Le Steak semi-vivant après environ quatre mois de croissance. Crédit :The Tissue Culture &Art Project, Auteur fourni
En ce qui concerne les problèmes de santé et les avantages pour la santé de l'AC, les risques de surconsommation de protéines animales sont également rarement évoqués.
Ce n'est pas surprenant, car le seul moyen de générer des investissements est de promettre un marché croissant pour le produit. Par conséquent, par la logique de la Silicon Valley, de l'argent doit être investi pour changer les attitudes envers une solution technologique. Cet argent ira rarement à une campagne pour un changement de comportement afin de réduire consommation de viande en occident.

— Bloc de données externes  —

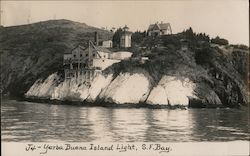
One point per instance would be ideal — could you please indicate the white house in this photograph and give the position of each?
(107, 44)
(125, 40)
(158, 29)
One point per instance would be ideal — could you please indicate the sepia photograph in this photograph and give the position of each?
(124, 77)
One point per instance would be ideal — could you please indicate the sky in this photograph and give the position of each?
(226, 18)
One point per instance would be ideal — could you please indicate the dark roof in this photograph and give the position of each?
(127, 33)
(160, 26)
(78, 46)
(98, 48)
(164, 26)
(126, 27)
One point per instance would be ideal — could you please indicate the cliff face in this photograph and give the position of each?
(34, 51)
(194, 72)
(125, 88)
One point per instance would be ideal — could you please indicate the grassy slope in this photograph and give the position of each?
(32, 51)
(200, 63)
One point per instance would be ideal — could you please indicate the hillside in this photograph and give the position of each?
(36, 50)
(184, 68)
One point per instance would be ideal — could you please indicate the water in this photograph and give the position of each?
(36, 122)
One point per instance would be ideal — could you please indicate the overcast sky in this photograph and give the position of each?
(226, 18)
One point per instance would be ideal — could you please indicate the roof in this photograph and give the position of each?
(126, 27)
(160, 26)
(127, 33)
(163, 26)
(78, 46)
(151, 26)
(101, 49)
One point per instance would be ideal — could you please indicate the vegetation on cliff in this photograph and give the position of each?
(29, 52)
(35, 51)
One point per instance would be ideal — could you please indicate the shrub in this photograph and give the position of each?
(220, 41)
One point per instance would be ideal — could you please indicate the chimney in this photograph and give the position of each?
(96, 39)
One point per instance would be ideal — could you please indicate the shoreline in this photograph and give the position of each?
(194, 104)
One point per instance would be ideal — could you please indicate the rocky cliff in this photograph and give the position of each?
(29, 52)
(183, 69)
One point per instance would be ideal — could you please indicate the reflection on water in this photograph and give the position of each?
(26, 121)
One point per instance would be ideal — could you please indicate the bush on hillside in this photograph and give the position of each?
(220, 41)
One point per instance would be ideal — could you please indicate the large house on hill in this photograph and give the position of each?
(158, 29)
(125, 40)
(85, 63)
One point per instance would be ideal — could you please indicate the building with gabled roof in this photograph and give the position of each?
(125, 40)
(85, 63)
(158, 29)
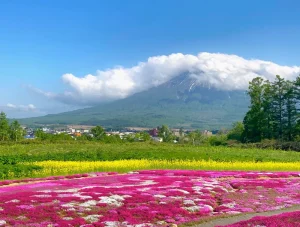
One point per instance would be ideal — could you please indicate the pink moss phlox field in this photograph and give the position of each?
(144, 198)
(291, 219)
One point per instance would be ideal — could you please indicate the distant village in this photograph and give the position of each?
(80, 130)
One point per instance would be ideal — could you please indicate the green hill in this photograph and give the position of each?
(180, 102)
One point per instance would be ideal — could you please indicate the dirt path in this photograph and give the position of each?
(244, 217)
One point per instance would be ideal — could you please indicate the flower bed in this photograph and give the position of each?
(290, 219)
(144, 198)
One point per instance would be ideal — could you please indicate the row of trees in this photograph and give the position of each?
(13, 131)
(274, 112)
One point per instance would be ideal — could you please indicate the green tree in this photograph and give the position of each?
(39, 134)
(268, 111)
(4, 127)
(98, 132)
(165, 133)
(196, 137)
(16, 131)
(236, 132)
(279, 86)
(290, 110)
(253, 121)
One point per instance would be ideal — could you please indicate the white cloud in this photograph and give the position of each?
(222, 71)
(21, 108)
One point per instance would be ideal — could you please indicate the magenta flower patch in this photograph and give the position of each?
(290, 219)
(144, 198)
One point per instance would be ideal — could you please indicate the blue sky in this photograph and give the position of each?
(40, 41)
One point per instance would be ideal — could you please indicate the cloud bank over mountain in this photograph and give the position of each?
(222, 71)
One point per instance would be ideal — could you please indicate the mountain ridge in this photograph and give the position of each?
(180, 102)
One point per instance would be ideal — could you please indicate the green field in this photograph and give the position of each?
(23, 160)
(93, 151)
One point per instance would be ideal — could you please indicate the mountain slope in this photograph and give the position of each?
(180, 102)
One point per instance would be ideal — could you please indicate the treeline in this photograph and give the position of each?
(10, 132)
(274, 112)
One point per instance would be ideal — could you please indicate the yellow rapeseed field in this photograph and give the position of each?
(122, 166)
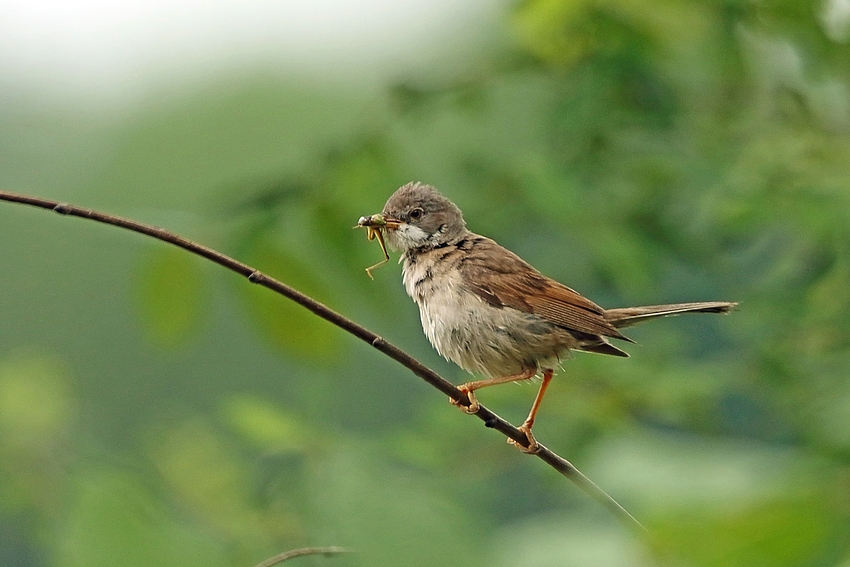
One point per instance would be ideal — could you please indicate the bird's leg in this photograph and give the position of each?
(533, 446)
(470, 387)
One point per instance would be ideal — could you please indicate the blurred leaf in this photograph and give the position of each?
(207, 475)
(36, 404)
(171, 295)
(114, 519)
(552, 30)
(286, 324)
(266, 426)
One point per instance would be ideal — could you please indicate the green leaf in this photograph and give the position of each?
(170, 295)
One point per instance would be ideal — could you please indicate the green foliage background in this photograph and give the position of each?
(156, 410)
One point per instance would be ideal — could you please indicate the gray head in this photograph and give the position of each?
(423, 216)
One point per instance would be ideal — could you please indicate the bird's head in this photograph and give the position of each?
(418, 215)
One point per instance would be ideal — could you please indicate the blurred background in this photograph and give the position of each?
(158, 410)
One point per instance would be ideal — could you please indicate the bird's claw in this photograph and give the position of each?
(473, 406)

Réduire simplement la viande dans notre alimentation est beaucoup plus simple, bien que non technologique, pas dans la bonne direction.
Ingénierie de dépassement
De plusieurs façons, faire pousser de la viande en laboratoire est une solution sur-conçue aux problèmes associés à la production et à la consommation actuelles de viande.
L'évolution des attitudes du public à l'égard des aliments modifiés est souvent basée sur le principe qu'elles sont biologiquement identiques à la viande provenant d'un corps, mais ce passage de la ferme à l'usine pourrait finalement être difficile à vendre. Et c'est probablement l'une des raisons pour lesquelles tant de personnes chargées des relations publiques et du marketing sur le terrain s'efforcent d'apporter ce changement de perception.
Une approche beaucoup plus réaliste de l'AC consiste à la traiter comme de la gastronomie moléculaire :une expérience inédite et luxe pour le 1%, et pas quelque chose qui sauvera le monde de sitôt.
Après avoir mangé les steaks de grenouille cultivés en laboratoire en 2003, J'ai pris la décision de réduire ma consommation de viande à presque zéro. Et je suis toujours là, tout en générant une empreinte carbone massive parcourant le monde en essayant d'expliquer pourquoi l'AC n'est peut-être pas la solution technologique que nous espérons.
Cet article a été initialement publié sur The Conversation. Lire l'article original.